Fast and accurate pedigree-based imputation from sequenced data in a founder population. O. E. Livne1, L. Han1, G. Alkorta-Aranburu1, W. Wentworth-Sheilds1, L. L. Pesce2,3, C. Ober1, M. Abney1, D. Nicolae1,4,5 1) Human Genetics, The University Chicago, Chicago, IL; 2) Department of Pediatrics, The University of Chicago, Chicago, IL; 3) Computation Institute, The University of Chicago and Argonne National Laboratories, Chicago and Argonne, IL; 4) Department of Medicine, Section of Genetic Medicine, The University of Chicago, Chicago, IL; 5) Department of Statistics, The University of Chicago, Chicago, IL.
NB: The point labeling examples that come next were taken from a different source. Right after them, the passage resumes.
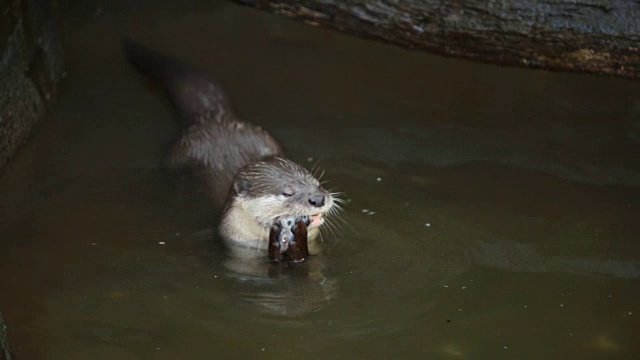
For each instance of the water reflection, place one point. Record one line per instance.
(493, 211)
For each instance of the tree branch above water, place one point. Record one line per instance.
(589, 36)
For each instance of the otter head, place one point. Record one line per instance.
(265, 191)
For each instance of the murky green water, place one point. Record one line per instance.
(493, 211)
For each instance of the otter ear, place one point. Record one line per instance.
(241, 186)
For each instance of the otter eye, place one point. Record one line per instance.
(288, 192)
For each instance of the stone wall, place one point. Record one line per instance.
(31, 66)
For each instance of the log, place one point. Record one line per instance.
(588, 36)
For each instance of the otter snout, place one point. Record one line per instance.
(316, 200)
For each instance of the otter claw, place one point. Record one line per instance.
(288, 239)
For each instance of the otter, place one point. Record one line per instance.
(243, 168)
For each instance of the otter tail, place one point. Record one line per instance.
(196, 96)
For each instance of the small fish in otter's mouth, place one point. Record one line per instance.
(288, 239)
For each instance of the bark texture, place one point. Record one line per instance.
(591, 36)
(30, 68)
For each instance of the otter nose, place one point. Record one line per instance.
(316, 200)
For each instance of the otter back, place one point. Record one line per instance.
(215, 143)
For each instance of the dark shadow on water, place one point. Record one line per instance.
(492, 212)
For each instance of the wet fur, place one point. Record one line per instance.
(242, 166)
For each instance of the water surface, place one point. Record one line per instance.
(493, 212)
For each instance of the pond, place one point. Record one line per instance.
(492, 212)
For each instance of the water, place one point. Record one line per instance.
(492, 211)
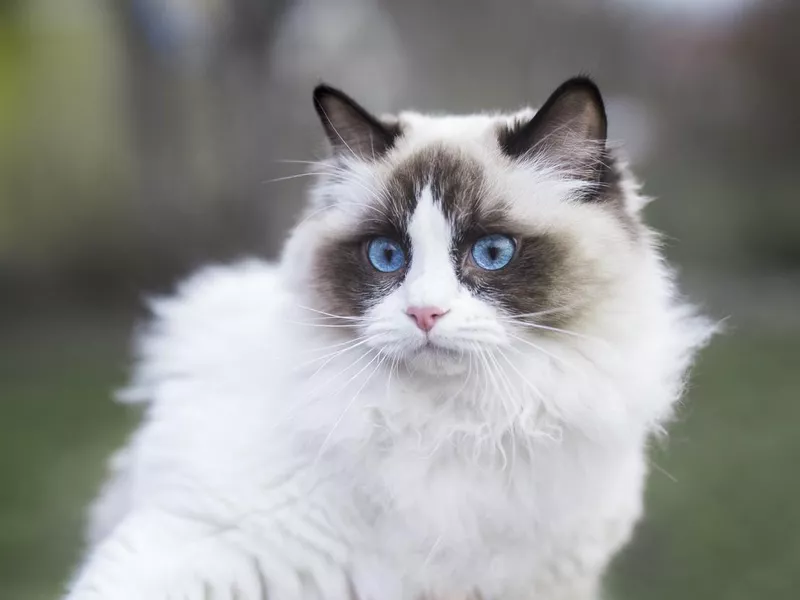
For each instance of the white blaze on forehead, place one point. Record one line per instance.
(431, 279)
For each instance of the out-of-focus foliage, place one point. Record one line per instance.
(139, 138)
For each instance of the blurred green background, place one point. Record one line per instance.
(136, 137)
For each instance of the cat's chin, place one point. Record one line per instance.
(438, 360)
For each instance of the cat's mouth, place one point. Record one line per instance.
(434, 350)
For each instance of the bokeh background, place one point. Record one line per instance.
(139, 138)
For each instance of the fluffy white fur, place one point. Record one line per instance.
(282, 458)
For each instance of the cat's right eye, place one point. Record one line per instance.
(386, 255)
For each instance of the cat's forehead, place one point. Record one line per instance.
(455, 180)
(420, 129)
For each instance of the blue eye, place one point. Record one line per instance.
(386, 255)
(493, 252)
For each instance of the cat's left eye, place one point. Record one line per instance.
(493, 252)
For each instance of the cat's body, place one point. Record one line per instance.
(396, 419)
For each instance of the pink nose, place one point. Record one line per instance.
(425, 316)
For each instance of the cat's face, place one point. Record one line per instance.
(439, 238)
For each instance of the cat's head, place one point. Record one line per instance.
(436, 237)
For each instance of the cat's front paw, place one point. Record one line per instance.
(155, 557)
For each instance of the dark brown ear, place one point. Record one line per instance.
(352, 130)
(570, 128)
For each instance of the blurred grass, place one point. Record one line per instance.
(722, 524)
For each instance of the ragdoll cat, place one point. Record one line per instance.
(445, 388)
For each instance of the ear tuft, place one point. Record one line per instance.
(350, 128)
(570, 129)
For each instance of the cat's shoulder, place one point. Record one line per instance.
(217, 318)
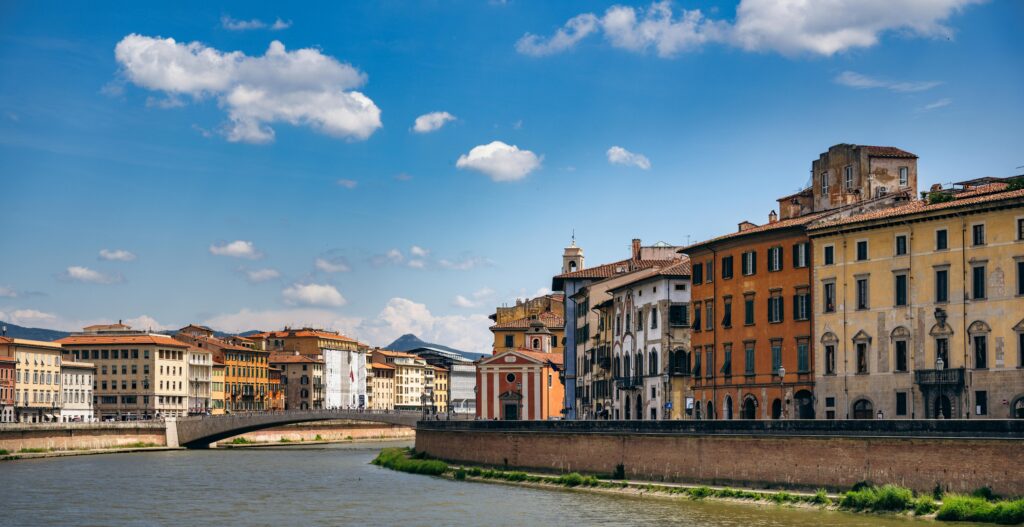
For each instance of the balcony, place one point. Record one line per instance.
(952, 377)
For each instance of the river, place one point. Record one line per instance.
(332, 485)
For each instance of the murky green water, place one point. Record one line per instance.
(332, 485)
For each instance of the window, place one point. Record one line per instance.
(679, 315)
(726, 267)
(861, 357)
(901, 364)
(941, 286)
(775, 308)
(862, 293)
(750, 263)
(774, 259)
(802, 305)
(801, 254)
(901, 245)
(901, 290)
(829, 297)
(978, 282)
(980, 352)
(978, 234)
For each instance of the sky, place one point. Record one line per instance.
(382, 168)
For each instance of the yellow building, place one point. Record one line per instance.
(37, 379)
(919, 310)
(512, 322)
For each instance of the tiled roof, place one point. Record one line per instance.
(159, 340)
(550, 320)
(974, 196)
(767, 227)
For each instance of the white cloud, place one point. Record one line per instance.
(787, 27)
(117, 254)
(312, 295)
(87, 275)
(237, 249)
(938, 103)
(855, 80)
(500, 162)
(567, 36)
(236, 25)
(302, 87)
(333, 265)
(258, 275)
(431, 122)
(620, 156)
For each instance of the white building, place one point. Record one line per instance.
(76, 395)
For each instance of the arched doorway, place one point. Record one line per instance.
(750, 407)
(863, 408)
(805, 404)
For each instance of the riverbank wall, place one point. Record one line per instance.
(957, 455)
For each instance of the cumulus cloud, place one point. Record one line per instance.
(338, 264)
(236, 25)
(259, 275)
(787, 27)
(431, 122)
(620, 156)
(855, 80)
(500, 162)
(87, 275)
(312, 295)
(119, 255)
(567, 36)
(237, 249)
(302, 87)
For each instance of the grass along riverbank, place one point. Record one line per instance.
(982, 506)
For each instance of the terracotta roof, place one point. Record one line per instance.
(886, 151)
(550, 320)
(767, 227)
(159, 340)
(920, 206)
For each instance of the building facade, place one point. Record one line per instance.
(76, 388)
(920, 309)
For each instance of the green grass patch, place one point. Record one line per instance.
(399, 459)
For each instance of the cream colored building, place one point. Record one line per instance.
(919, 310)
(37, 380)
(76, 387)
(138, 375)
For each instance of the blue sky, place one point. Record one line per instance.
(217, 169)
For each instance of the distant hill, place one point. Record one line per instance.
(33, 334)
(411, 342)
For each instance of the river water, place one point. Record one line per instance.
(332, 485)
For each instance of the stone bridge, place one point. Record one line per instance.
(200, 432)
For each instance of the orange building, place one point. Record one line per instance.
(519, 385)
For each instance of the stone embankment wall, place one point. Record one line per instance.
(958, 455)
(328, 431)
(79, 436)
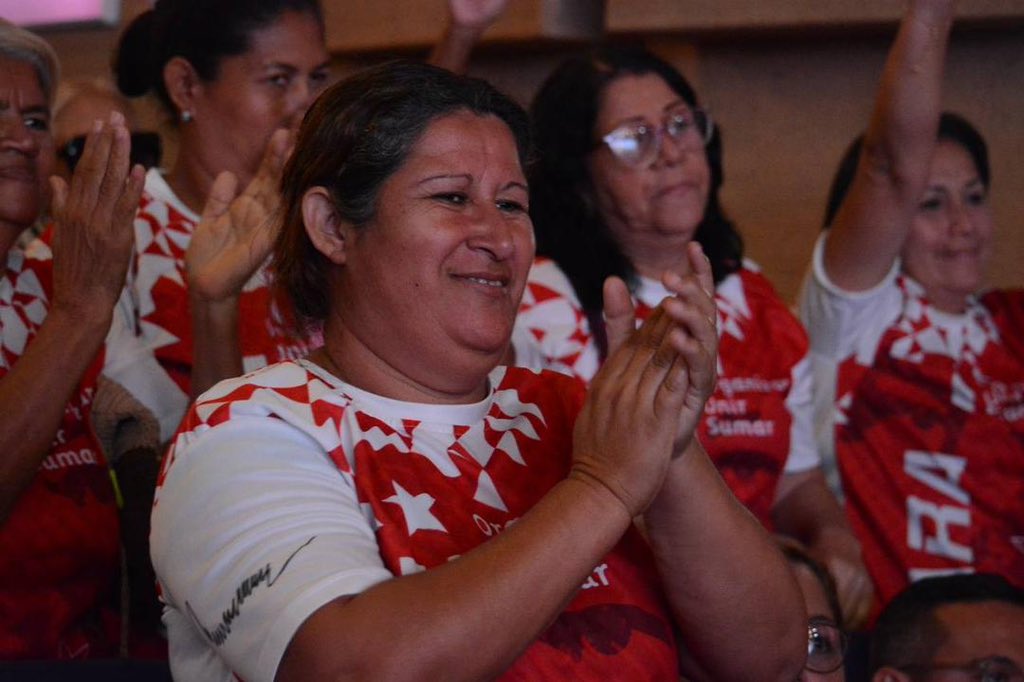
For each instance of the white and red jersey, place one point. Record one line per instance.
(287, 488)
(927, 425)
(158, 291)
(757, 425)
(60, 544)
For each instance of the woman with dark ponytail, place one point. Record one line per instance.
(230, 73)
(628, 172)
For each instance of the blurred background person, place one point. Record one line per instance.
(957, 628)
(80, 102)
(826, 640)
(229, 73)
(629, 172)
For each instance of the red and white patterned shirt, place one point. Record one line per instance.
(60, 544)
(158, 291)
(288, 487)
(757, 425)
(927, 425)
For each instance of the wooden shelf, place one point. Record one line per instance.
(713, 15)
(355, 27)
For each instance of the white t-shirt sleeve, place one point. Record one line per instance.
(839, 321)
(253, 530)
(133, 366)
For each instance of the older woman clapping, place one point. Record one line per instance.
(396, 506)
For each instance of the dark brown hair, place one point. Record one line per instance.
(355, 135)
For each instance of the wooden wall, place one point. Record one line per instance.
(790, 81)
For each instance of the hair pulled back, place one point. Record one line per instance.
(569, 227)
(952, 128)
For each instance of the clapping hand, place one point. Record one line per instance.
(644, 405)
(236, 232)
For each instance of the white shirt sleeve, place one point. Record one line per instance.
(254, 528)
(839, 322)
(551, 331)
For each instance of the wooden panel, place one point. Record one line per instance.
(368, 26)
(697, 15)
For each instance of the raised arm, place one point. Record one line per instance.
(729, 587)
(91, 250)
(466, 23)
(872, 222)
(231, 241)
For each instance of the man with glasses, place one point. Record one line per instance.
(967, 627)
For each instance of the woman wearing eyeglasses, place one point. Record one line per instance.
(628, 174)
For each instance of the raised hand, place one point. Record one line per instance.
(237, 230)
(93, 235)
(645, 402)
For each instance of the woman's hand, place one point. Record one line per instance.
(645, 402)
(840, 552)
(236, 232)
(93, 236)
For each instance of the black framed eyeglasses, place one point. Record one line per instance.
(145, 150)
(638, 142)
(825, 645)
(992, 669)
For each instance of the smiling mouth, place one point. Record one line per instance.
(678, 188)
Despite decreasing DNA sequencing costs, the effects of rare genetic variants on disease risk remain hard to evaluate due to the very large required sample size, which is often prohibitively expensive or impractical to obtain. Founder populations have therefore attracted attention because many rare variants in the general populations rise to higher frequencies due to drift following the bottleneck, providing more power for association studies. Algorithms for phasing and imputation of related individuals exist, yet often fall short of maintaining high accuracy for rare variants. We present a new fast and accurate imputation algorithm that utilizes genome-wide SNP genotypes for 1414 members of the South Dakota Hutterite population, Whole Genome Sequencing (WGS) data from Complete Genomics, Inc. for 98 of those individuals, and pedigree data connecting each of them to all others and to 64 founders. First, phased haplotypes are constructed based on nuclear families and on a hidden Markov model of identity-by-descent (IBD) among the samples. The phased haplotypes are then used to build a complete IBD segment dictionary, indexed by a novel network-based method that allows fast lookup and ensures the consistency of the global IBD structure. We phased >99% of the SNP genotypes, and imputed ~11.6 million bi-allelic variants (SNPs, insertions, deletions) discovered in the WGS data to on average ~77% of the chromosomes of the 1414 individuals. Once IBD segments were indexed, the imputation required only <0.1 second per variant, and a total of 6 node hours on the University of Chicago Beagle supercomputer. Median concordance between imputed and directly genotyped data was >0.995, and was independent of minor allele frequency. We also determined high-confidence IBD-2 segments between pairs of individuals, used to perform a generalized Mendelian error check to assess the WGS datas quality. In those regions, variant calling error rates were lowest for SNPs (0.3%), intermediate for deletions (1.5%), and highest for insertions (52%). Pedigree imputation has other advantages over LD-based imputation, such as inference of the parental origin of haplotypes and the ability to impute ancestors with no available DNA. This work was supported by NIH grants HL085197 and HL21244, and in part by NIH through resources provided by the Computation Institute and the Biological Sciences Division of the University of Chicago and Argonne National Laboratory, under grant S10 RR029030-01.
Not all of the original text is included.